I've done what I can to prepare. New rain gear, including new boots with owls on them. Apples and healthy snacks. Extra bedding. Until the rain, I was even looking forward to this year's camp. Mostly because this will be the first one I'm not in pain, or sick. And for the chance to spend time in the woods with my class, with whom I fall more in love every day.
My sense of dread is as heavy as wet clothes. Walt's reassurances and offers to help only annoy. If there was any graceful way to not go, I would choose it.

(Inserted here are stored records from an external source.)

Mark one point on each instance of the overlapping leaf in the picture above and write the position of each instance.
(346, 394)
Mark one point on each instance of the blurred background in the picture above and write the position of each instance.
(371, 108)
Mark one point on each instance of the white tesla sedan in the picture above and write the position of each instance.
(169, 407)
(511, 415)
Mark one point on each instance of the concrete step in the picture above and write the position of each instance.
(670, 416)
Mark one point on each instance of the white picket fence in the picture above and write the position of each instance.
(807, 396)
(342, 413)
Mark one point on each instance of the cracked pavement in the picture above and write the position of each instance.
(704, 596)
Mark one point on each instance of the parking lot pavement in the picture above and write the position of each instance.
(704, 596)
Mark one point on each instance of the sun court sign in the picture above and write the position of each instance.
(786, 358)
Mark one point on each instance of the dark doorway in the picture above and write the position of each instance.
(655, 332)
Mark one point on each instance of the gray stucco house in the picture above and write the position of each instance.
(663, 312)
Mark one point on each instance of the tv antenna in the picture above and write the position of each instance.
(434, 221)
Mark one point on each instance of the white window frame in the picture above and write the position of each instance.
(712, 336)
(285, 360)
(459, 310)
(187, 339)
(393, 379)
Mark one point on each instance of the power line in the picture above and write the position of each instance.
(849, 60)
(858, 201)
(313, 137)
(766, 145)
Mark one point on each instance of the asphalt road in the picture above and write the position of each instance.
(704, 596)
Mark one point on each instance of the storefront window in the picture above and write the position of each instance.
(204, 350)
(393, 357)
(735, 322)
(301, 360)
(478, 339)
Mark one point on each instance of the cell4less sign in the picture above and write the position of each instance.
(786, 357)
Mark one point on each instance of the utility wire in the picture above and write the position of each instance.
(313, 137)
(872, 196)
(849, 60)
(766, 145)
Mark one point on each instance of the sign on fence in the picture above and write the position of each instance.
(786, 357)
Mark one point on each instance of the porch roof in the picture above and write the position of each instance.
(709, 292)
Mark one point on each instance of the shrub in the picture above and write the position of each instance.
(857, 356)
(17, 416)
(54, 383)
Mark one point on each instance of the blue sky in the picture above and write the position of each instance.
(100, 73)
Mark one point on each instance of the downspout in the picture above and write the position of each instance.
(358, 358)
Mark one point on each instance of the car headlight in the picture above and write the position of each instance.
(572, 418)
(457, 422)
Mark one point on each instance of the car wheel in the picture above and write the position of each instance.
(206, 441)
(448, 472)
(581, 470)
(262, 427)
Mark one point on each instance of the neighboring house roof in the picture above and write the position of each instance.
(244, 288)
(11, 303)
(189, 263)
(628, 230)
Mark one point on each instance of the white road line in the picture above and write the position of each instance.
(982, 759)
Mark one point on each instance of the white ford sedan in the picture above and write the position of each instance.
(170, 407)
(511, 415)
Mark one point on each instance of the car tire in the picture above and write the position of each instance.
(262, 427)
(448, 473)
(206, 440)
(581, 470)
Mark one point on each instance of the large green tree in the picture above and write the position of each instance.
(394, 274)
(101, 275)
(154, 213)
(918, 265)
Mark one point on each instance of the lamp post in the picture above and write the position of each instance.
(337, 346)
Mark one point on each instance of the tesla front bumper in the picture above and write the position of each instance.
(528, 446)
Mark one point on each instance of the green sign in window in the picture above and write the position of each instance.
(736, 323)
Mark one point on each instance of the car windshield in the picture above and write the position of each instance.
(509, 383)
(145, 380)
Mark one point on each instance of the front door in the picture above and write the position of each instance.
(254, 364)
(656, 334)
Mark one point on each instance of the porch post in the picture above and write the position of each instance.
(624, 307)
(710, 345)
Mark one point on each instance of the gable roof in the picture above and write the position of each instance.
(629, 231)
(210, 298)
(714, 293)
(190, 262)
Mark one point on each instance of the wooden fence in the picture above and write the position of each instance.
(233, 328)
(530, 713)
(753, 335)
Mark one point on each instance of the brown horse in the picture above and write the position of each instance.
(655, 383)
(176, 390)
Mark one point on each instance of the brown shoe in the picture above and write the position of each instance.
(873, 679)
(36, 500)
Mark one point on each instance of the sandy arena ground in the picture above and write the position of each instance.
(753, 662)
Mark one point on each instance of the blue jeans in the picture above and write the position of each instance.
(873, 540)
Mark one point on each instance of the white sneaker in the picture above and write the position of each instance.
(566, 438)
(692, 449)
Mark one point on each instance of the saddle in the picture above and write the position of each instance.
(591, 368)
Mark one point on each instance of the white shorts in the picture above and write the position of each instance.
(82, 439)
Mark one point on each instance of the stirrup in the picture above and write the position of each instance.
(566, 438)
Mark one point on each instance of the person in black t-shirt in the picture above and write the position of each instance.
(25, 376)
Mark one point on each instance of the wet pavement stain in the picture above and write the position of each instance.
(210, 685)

But there's no way out that allows me to be the person I want to be. If I can somehow find of my sense of adventure, trust that I can not only endure but also enjoy, face each moment as it arrives rather than deciding (knowing, even) ahead how bad it will be—and there is the key. Not just to the coming week, but to everything.
I don't know what gifts the next few days are going to bring. I do know they're not going to be what I'd pictured, or wanted. I don't know where I'll find the grit to be cheerful and happy and to laugh at the misery that will surely try to dominate. There's even a chance I won't. And maybe that fear is the root of my dread.
A Pema Chodron quote is pinned to the bulletin board to my right: "You are the sky. Everything else—it's just the weather." I set out into this day, and into the week, claiming the sky beyond the weather, and choosing to be grateful for the opportunity to do just that.